執筆者:山崎 孝(公認心理師・ブリーフセラピスト・家族相談士)

「気が弱い男」は、私の自己評価の一つです。主に幼少期に、父親の言葉によって形成されました。「気が弱い」は決してネガティブなことではありません。しかし、父にとって「気が弱い男」はネガティブなことでした。

学生時代の同窓会で開業していると言うと、「すごいなー」とか、「サラリーマンは社長に憧れるもんやで」と言ってくれた同窓生がいました。「気が弱い男」ではなく、リスクを取って起業したとポジティブに評価してくれました。

正反対の評価ですが、どちらも私です。

対話と合意によって現実がつくられる

私の記憶にはありませんが、繰り返し父に言われていた幼少期のエピソードがあります。

近所の子に私が泣かされて帰ってきました。父は悔しかったのでしょう。おもちゃの刀を買ってきて、「これで仕返しして来い!」と私に言いました。しかし、私は刀を取り上げられて、泣いて帰ってきたそうです。

そのエピソードを小学生の頃、何度も聞かされました。何よりイヤだったのは、正月など親戚が集まる場で話されることです。親戚のオッサンから「しっかりしろよ!」と言われると、もう最悪でした。

家族心理学の重要な認識論に社会構成主義があります。
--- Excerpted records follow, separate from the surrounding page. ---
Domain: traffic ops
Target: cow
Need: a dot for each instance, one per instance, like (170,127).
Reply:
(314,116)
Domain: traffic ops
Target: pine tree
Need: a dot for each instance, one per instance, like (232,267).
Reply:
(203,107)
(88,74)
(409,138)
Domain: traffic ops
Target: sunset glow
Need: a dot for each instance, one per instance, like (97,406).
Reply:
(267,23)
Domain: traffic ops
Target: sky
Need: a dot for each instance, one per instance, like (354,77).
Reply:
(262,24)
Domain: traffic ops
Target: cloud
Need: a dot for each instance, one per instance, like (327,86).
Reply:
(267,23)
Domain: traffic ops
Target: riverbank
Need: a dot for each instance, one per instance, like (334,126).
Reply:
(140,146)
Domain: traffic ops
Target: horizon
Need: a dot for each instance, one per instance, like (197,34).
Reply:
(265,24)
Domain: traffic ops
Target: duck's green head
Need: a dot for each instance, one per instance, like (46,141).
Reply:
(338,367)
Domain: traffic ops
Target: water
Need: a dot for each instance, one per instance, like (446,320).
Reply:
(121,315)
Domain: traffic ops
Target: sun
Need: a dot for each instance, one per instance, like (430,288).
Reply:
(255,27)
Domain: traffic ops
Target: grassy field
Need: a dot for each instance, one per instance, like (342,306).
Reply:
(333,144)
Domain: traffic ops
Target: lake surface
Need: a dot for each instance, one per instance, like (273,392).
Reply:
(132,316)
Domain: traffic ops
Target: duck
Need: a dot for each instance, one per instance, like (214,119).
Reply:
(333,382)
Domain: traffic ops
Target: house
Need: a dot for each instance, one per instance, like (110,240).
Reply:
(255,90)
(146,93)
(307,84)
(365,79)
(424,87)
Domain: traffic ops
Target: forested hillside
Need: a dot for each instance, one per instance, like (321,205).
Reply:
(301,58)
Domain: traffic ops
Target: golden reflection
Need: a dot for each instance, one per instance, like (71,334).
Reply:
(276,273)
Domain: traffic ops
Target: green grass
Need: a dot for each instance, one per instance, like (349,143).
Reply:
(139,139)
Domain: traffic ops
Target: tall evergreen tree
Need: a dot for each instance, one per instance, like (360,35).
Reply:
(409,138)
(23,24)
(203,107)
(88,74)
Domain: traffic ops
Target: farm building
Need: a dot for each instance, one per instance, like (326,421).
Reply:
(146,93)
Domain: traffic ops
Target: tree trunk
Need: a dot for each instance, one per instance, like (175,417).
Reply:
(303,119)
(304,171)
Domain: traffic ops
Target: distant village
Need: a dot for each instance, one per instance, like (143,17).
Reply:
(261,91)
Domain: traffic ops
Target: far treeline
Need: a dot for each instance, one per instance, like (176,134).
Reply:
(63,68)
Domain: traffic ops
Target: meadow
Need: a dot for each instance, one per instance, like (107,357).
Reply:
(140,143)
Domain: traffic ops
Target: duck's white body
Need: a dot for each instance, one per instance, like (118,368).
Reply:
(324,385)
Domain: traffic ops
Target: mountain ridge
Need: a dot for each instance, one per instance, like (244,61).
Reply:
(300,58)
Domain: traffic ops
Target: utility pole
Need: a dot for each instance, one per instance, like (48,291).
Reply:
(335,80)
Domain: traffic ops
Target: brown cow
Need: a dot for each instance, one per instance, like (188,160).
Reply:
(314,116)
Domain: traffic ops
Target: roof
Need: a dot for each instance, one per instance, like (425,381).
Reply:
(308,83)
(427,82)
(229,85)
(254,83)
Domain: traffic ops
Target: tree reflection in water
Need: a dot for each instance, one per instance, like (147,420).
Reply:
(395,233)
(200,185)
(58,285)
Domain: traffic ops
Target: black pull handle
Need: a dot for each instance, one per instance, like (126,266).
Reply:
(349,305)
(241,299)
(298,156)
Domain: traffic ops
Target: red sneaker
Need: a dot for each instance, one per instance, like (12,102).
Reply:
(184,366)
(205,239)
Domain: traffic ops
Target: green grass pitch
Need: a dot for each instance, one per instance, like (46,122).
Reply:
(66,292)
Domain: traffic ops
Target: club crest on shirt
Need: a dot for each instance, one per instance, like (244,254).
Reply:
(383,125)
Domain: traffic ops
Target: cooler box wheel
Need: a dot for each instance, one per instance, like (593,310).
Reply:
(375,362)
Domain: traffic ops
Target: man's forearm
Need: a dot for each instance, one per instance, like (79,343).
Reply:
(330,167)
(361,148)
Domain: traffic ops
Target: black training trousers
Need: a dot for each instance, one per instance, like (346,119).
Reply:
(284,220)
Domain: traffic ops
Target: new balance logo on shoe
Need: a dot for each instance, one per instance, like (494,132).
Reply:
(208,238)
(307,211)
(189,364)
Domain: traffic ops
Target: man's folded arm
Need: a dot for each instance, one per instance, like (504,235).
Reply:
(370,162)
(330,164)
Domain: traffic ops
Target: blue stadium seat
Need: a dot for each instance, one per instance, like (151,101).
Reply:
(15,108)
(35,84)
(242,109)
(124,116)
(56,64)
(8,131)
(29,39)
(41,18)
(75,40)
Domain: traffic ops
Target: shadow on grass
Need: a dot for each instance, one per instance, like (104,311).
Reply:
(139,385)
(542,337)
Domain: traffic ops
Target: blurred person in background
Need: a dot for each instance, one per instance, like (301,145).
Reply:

現実とは、人々が対話を通して合意されていくものという考え方です。私の父が「(息子は)気が弱い男」と言いました。親戚のオッサンが「しっかりしろよ!」と合意しました。

また、言葉の持つ意味は、環境や社会の価値観、時代、文化、常識の影響を受けています。当時の私の環境では、「気が弱い男」は情けない男という価値観がありました。

そうして、私は「気が弱い情けない男」という現実が構成されました。

自信を育てるには

同窓会では、同窓生の会話と合意によって、「リスクを取って起業した」「勇気がある」といったポジティブな現実が構成されました。

付き合う人によって、自己評価はポジティブ・ネガティブどちらにも振れます。自己評価を低下させる関係の一つはハラスメントを受けることです。ハラスメントは逃げるに限ります(逃げられない状況にいる方はごめんなさい。適切な支援が得られることを願っています)。

ハラスメントでなくても、自己評価を貶めるような相手より、自己評価が良い状態になる相手との関係を大切にしたいものです。